Né en 1676 à Marseille, Dumarsais fut élevé par les Oratoriens ; il vécut à Paris, donnant des leçons pour vivre, et il y mourut dans 1 a misère en 1756. Quelques-uns de ses ouvrages, notamment la Méthode raisonnée pour apprendre la langue latine (1722), et le Traité des Tropes (1730), lui ont fait en pédagogie une réputation honorable.

Mécontent de la longueur des études latines et préoccupé d'abréger le temps qu'on y emploie, Dumarsais proposait dans sa Méthode des moyens expéditifs. Son système consistait à remplacer la vraie langue latine avec ses inversions, ses ellipses, sa construction propre, par une langue latine de convention, arrangée et factice, dont les phrases, disposées à la française, se prêteraient à un mot à mot rigoureux. L'élève doit être occupé pendant un temps plus ou moins long à l'étude des textes ainsi transformés et francisés, où toutes les difficultés de construction auront disparu. C'est la première partie de la méthode, ce que Dumarsais appelle la routine. Dans la seconde partie, le maître abordera l'enseignement de la grammaire: à la routine succédera la raison. Alors seulement il sera question de déclinaisons et de conjugaisons, et l'élève fera connaissance avec la véritable construction latine.
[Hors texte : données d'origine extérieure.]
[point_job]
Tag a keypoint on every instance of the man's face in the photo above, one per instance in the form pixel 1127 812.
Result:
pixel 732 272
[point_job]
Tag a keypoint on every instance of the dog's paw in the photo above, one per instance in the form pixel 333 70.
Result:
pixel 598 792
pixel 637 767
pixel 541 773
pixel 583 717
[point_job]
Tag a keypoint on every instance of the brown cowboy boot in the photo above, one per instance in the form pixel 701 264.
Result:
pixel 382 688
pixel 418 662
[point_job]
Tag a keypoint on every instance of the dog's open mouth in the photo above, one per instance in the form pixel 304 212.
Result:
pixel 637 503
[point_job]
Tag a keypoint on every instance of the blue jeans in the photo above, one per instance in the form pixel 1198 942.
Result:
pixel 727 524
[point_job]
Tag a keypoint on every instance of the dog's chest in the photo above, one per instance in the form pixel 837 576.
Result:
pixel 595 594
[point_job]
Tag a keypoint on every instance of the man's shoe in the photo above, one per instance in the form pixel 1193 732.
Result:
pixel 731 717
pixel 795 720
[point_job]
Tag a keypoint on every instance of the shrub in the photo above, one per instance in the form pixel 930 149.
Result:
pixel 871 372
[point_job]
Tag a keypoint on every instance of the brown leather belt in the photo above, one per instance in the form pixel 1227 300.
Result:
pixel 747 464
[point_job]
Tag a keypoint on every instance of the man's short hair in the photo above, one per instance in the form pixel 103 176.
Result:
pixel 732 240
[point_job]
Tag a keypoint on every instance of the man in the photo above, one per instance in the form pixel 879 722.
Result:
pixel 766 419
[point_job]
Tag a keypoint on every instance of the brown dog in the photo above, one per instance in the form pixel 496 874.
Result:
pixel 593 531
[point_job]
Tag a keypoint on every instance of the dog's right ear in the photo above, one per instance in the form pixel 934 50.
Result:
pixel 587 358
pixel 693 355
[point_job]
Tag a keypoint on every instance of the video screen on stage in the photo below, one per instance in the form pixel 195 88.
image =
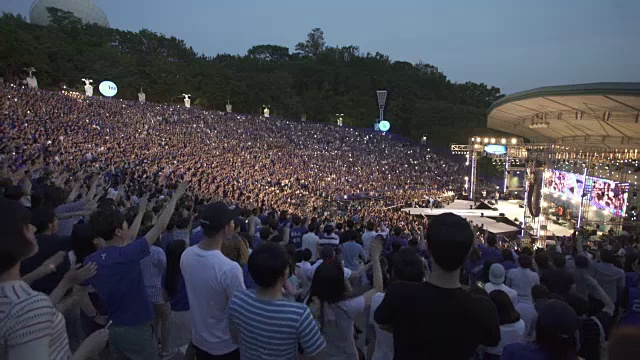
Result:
pixel 605 194
pixel 561 182
pixel 609 195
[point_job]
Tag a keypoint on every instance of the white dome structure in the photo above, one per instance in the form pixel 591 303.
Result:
pixel 86 10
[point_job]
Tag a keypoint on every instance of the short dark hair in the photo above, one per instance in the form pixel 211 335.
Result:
pixel 539 292
pixel 14 245
pixel 449 239
pixel 507 313
pixel 307 254
pixel 581 262
pixel 558 260
pixel 41 218
pixel 408 265
pixel 267 264
pixel 370 226
pixel 492 241
pixel 105 221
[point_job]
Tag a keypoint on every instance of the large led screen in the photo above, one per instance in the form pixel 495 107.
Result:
pixel 605 194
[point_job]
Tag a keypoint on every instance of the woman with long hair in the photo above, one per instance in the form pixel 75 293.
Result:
pixel 179 323
pixel 512 328
pixel 31 327
pixel 336 308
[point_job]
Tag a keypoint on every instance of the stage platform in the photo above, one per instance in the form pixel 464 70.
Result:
pixel 511 210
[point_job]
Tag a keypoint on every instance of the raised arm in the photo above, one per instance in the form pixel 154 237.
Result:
pixel 164 218
pixel 137 222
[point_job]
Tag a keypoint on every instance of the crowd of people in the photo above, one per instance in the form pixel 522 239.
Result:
pixel 145 231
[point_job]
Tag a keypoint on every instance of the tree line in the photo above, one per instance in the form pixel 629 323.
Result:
pixel 317 80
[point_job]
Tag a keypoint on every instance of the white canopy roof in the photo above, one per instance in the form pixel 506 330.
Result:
pixel 596 115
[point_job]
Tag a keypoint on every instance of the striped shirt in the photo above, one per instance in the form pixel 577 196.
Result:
pixel 30 326
pixel 153 268
pixel 272 329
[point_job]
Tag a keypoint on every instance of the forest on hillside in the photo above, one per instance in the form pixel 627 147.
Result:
pixel 314 78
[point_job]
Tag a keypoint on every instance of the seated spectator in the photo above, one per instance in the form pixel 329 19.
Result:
pixel 512 328
pixel 496 282
pixel 425 316
pixel 555 335
pixel 263 322
pixel 119 281
pixel 557 278
pixel 508 261
pixel 522 278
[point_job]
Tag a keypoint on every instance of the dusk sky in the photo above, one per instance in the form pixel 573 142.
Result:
pixel 515 45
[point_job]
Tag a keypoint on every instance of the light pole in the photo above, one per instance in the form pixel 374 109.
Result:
pixel 382 99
En résumé, Dumarsais jette tout de suite le commençant dans l'explication des textes, et pour rendre ce travail possible, il désorganise les phrases latines et les refait sur le patron des phrases françaises ; il recule l'étude de la grammaire jusqu'au moment où l'élève a fait une ample provision de mots latins, afin qu'il n'ait à apprendre les règles grammaticales qu'à propos d'exemples déjà connus.

On voit quel est le but de celui que d'Alembert appelait un « grammairien profond et philosophe » : c'est de faire apprendre le latin par l'usage, le plus vite possible, comme on apprend les langues modernes. La question est de savoir d'abord si tel est bien le but qu'on doit poursuivre. Les méthodes d'abréviation et de simplification, malgré les résultats immédiats qu'elles procurent, n'ont-elles pas le tort de réduire le travail de l'enfant à une pure étude verbale, en éliminant précisément ce qui fait le prix des études classiques, les exercices lents et laborieux où se forment les facultés intellectuelles de l'élève? « Le profit inestimable qui réside dans l'étude d'une langue morte, dit M. Bréal (Quelques mots sur l'instruction publique, p. 164), c'est qu'elle dépayse l'esprit et l'oblige à entrer dans une autre manière de penser et de parler. Chaque construction, chaque règle grammaticale qui s'éloigne de l'usage de notre langue, doit être pour l'élève une occasion de réfléchir. La tâche du maître n'est donc pas d'écarter les difficultés de la route, mais seulement de les disposer d'une façon méthodique et graduée. Il ne s'agit pas d'abréger le chemin ; car c'est le chemin qui est en quelque sorte la fin qu'on se propose. » Dumarsais, dans son désir de supprimer les lenteurs nécessaires de l'enseignement, a complètement mis de côté les principes excellents que nous venons de rappeler ; il ressemble à quelqu'un qui, nous voyant disposé à faire une promenade hygiénique pour exercer nos muscles et fortifier nos membres, nous proposerait de nous conduire en voiture au but de notre course.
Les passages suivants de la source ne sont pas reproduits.